I have wanted to write this for years but haven’t had the guts. But now, here goes: There are several things I dislike about being a missionary and one of the top ones is asking for money. I do not like traveling around and speaking in order to raise money. I do not like writing letters in order to raise money. I do not like it, Sam I am. I do not want to look at friends as walking wallets, or churches as banks. I do not want to be thinking about how I can get more people and more churches to give more money.
But there is another perspective as well. And that is that we in the Body of Christ work together to accomplish the wider goals of the Kingdom. We share and give in order to enable other members of the Body–such as pastors and missionaries–to minister more widely and effectively. Not only that, but what really matters is that giving is an act of worship. We do not give just in order to ‘get more done in ministry’ but because we are grateful to God and we want to worship him by giving financially as well as by singing, praying, preaching and serving. As David prayed, “In the uprightness of my heart I have freely offered all these things, and now I have seen your people, who are present here, offering freely and joyously to you. (1 Chr0nicles 29:17b ESV)
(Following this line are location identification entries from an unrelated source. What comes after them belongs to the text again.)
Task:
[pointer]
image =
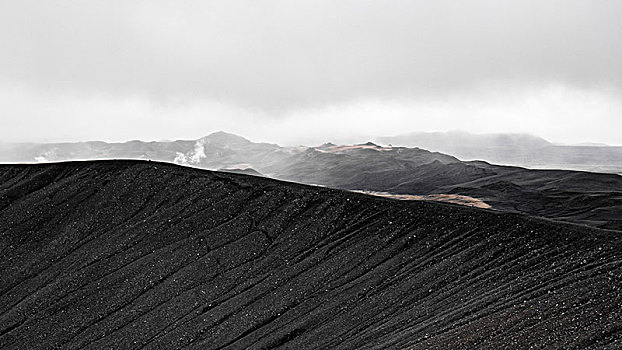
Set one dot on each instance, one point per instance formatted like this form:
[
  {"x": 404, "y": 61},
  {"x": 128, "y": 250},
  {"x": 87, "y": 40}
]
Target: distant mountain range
[
  {"x": 580, "y": 197},
  {"x": 515, "y": 149}
]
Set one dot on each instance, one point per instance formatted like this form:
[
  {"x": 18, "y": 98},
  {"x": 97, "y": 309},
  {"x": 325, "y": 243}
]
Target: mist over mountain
[
  {"x": 588, "y": 198},
  {"x": 126, "y": 254},
  {"x": 516, "y": 149}
]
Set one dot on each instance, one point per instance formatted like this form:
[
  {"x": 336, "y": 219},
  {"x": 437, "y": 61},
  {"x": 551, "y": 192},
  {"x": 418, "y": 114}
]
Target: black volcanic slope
[{"x": 132, "y": 254}]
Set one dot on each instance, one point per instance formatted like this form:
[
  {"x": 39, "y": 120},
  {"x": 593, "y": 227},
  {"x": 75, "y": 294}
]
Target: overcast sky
[{"x": 309, "y": 71}]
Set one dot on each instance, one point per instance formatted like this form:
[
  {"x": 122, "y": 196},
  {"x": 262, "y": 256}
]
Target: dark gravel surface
[{"x": 133, "y": 254}]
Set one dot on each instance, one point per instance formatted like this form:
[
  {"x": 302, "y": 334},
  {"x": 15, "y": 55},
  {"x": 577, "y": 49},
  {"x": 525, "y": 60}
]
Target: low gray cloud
[{"x": 277, "y": 59}]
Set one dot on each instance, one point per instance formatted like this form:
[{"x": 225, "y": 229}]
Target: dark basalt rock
[{"x": 133, "y": 254}]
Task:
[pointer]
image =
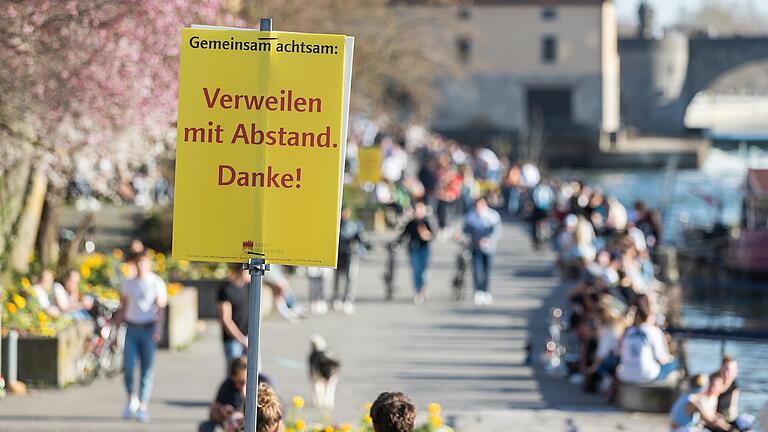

Another point to be made is that it takes money to do ministry. For example, in order for Matthew to get to Poland to minister to youth there, he needed money for food for him to eat during those 10 days, an airline ticket to get back home, etc., etc. In order for me to go to a village in southern Hungary to training Bayash in how to do Bible translation, I needed money to pay for gas for the car, tolls for the road, groceries for breakfast, money for eating at a restaurant for lunch and supper between the training sessions, funds to pay for the printer ink cartridges and paper for the handouts, and money to pay the Bayash translators for two days of their work time.
In practical terms, the more money that is given, the more ministry we can do. We do need funds to pay our rent and utilities, to buy milk and meat, to keep the lights on and the heat pumping, but that is just the basic money to keep us living in Hungary. Yet we want to do more than just live here. In order to go to a Roma village and find out which language is spoken there, we have to pay for gas to travel, a bed and breakfast to stay in, a recording device for gathering audio samples, and cups of coffee to keep me awake as I drive home. If we have funds for projects beyond our salary, then we can do ministry projects. If we don’t, we can’t.
So in some ways it is true that the more money is given, the more ministry can be done. And that, frankly, is exciting. There are still tens of thousands of Roma (Gypsies) who need to have the Scriptures and have their lives transformed by God’s Spirit and his Word. And it takes money to get to them and to minister to them. That is what we are here to do. I like that. I do like that, Sam I am.